Marriage Moats- Dead Tree

Published: Thu, 08/10/17

Marriage Moats

Caring for Marriage

Dead Tree
Photo: Stephen Conroy  

Each time I looked out the windows on the days following our yard restoration it caught me afresh. The slopes were shaved, the bushes tamed. It reminded me of all those boys whose mop of hair grows wild over the summer, and come September get a crew cut. You can see the back of their neck again. I could find my front walk, something that had been lost under victorious weeds.

One of the conversations that happened as a group of us stood leaning on shovels was about the dead tree. It seemed even deader than it had been last spring, if such things come in levels of gradation. One couple recounted that they had had a forest of half a hundred saplings felled from their land before they moved in. Now there are flowers in abundance. Color. Light. I drove by their home the other day and saw butterflies dancing. 

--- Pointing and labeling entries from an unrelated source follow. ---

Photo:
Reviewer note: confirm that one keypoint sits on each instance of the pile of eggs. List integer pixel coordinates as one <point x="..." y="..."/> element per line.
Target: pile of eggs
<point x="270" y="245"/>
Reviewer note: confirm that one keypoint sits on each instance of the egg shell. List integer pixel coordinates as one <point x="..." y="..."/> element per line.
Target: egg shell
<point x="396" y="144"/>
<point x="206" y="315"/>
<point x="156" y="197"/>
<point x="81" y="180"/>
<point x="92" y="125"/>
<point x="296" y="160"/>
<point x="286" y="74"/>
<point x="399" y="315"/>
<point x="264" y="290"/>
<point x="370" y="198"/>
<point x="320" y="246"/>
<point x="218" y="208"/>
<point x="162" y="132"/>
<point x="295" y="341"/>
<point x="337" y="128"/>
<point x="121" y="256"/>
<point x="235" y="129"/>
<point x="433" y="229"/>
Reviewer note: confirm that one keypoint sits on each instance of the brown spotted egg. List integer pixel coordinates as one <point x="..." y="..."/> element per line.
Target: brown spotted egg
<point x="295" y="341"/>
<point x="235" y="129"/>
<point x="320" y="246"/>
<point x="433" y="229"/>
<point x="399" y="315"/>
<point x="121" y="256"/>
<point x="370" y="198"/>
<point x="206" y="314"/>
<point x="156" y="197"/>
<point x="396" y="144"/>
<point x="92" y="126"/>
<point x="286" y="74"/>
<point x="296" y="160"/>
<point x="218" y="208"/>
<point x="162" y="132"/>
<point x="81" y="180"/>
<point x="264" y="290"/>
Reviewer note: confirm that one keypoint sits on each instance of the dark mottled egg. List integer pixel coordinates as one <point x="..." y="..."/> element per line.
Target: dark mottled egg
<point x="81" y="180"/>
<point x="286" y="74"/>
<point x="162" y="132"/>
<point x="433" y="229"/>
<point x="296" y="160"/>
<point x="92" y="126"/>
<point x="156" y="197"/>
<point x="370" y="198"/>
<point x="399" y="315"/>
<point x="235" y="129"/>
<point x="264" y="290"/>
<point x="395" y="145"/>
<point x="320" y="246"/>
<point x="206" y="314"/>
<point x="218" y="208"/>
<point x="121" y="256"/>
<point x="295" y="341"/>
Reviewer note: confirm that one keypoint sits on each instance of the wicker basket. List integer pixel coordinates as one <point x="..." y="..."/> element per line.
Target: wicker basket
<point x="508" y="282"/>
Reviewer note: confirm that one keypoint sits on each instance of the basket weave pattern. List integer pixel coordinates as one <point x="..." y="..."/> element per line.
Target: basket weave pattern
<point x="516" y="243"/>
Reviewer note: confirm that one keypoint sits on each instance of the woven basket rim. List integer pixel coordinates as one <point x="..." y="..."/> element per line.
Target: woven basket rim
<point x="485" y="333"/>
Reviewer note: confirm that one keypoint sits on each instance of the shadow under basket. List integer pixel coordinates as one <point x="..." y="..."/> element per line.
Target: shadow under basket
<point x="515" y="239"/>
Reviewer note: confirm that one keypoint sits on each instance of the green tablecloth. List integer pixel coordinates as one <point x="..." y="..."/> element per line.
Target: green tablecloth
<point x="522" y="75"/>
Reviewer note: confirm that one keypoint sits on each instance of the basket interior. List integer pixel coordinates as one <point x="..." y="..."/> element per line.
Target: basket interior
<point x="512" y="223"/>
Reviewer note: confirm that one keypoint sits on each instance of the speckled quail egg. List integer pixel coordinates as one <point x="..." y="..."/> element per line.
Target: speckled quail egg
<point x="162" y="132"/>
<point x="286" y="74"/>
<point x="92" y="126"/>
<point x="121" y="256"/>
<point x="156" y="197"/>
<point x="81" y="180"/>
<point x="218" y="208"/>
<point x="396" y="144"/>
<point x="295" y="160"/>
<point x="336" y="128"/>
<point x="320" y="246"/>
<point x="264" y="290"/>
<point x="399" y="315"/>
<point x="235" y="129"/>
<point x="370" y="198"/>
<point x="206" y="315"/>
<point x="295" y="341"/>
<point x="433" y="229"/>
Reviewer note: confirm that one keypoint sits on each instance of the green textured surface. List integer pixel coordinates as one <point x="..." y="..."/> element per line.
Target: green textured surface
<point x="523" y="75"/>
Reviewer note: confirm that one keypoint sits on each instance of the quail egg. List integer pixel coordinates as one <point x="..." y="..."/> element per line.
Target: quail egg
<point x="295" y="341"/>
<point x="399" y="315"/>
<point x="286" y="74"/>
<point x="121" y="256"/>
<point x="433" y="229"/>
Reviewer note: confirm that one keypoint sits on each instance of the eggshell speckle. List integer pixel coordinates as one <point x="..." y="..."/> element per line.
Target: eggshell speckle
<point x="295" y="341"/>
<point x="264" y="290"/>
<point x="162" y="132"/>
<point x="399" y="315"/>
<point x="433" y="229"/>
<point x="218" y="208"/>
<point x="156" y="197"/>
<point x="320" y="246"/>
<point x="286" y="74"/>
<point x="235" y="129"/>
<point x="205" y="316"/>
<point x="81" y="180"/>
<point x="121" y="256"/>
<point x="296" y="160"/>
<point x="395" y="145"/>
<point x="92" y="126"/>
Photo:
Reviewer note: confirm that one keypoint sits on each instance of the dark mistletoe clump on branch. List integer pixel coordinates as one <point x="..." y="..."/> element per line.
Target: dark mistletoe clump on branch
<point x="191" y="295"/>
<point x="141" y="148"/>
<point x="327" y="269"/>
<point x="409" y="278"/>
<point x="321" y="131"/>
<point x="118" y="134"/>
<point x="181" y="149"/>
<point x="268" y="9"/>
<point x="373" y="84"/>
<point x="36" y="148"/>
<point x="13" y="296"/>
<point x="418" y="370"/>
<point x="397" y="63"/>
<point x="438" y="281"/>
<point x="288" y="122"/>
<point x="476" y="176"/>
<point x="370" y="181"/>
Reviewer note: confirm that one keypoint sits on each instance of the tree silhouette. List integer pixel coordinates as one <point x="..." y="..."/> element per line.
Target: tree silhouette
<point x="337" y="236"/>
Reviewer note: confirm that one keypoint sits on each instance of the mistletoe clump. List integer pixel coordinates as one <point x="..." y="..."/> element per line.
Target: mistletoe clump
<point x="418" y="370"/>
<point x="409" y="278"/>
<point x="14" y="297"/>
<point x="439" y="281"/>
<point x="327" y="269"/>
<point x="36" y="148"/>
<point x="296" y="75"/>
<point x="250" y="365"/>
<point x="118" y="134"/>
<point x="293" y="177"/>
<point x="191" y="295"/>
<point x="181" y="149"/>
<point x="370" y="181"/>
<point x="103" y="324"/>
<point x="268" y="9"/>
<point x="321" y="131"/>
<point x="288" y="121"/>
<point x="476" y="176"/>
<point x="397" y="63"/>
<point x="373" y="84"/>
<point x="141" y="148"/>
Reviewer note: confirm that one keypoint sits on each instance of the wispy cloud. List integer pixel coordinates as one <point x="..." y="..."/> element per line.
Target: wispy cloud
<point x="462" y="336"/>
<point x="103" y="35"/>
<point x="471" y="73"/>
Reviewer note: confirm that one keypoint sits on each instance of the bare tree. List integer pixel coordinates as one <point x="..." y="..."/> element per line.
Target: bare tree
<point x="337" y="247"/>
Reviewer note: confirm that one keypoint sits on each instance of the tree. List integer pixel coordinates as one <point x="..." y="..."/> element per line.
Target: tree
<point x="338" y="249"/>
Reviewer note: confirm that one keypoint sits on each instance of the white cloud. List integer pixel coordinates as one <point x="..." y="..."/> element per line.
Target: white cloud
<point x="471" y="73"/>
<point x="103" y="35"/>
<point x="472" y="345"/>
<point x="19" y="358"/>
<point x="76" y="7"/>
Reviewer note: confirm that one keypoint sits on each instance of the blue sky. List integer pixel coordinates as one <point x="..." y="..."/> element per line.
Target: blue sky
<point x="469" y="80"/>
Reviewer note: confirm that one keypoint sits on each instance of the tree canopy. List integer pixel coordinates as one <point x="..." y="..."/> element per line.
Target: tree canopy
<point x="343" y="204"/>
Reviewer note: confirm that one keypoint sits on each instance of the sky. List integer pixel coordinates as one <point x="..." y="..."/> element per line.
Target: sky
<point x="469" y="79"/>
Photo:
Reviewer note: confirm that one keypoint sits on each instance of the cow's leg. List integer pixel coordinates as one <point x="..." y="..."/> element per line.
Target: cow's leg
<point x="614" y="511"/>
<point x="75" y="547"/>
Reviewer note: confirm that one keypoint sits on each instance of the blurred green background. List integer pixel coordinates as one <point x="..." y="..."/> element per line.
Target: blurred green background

I know nothing about lumber jacking, and it was purely theoretical at that point. But the next week I asked a tree trimmer for an estimate. I am a grown up and would not embarrass myself by overreacting when he gave a number. 

I failed. 

That was enough cash to go on a cruise. Three cruises. It could fund a modest car for the twins who expect to be driving next year. But it will instead be relegated to the removal of brittle and rotting wood off of our property. 

There is more than one way to look at it. The cost is less than the repairs on our roof would be should the next fierce storm rip it up by its expired roots. It is less than many people spend ripping cancer from their hammered bodies. Less than rehab, for anyone whose life has been invaded by addiction.

John was, as usual, calmer than me. He understood the impact of old windows and made the decision five years ago to replace them. I thanked him often in my mind last February when the house did not feel like a wind tunnel. He realizes the importance of  car maintenance, and hands over payment to our mechanic, when I would rather be spending it on things I can actually see. 

One of the people who buzzed our bushes told me that it is a spiritual practice. Pulling our noxious behaviors out by the throat. I will remember that when the crane arrives, and a gutsy, bearded man with a saw over his arm brings down a hundred foot white pine whose season is past. 

Who knows what beauty will fill the empty space.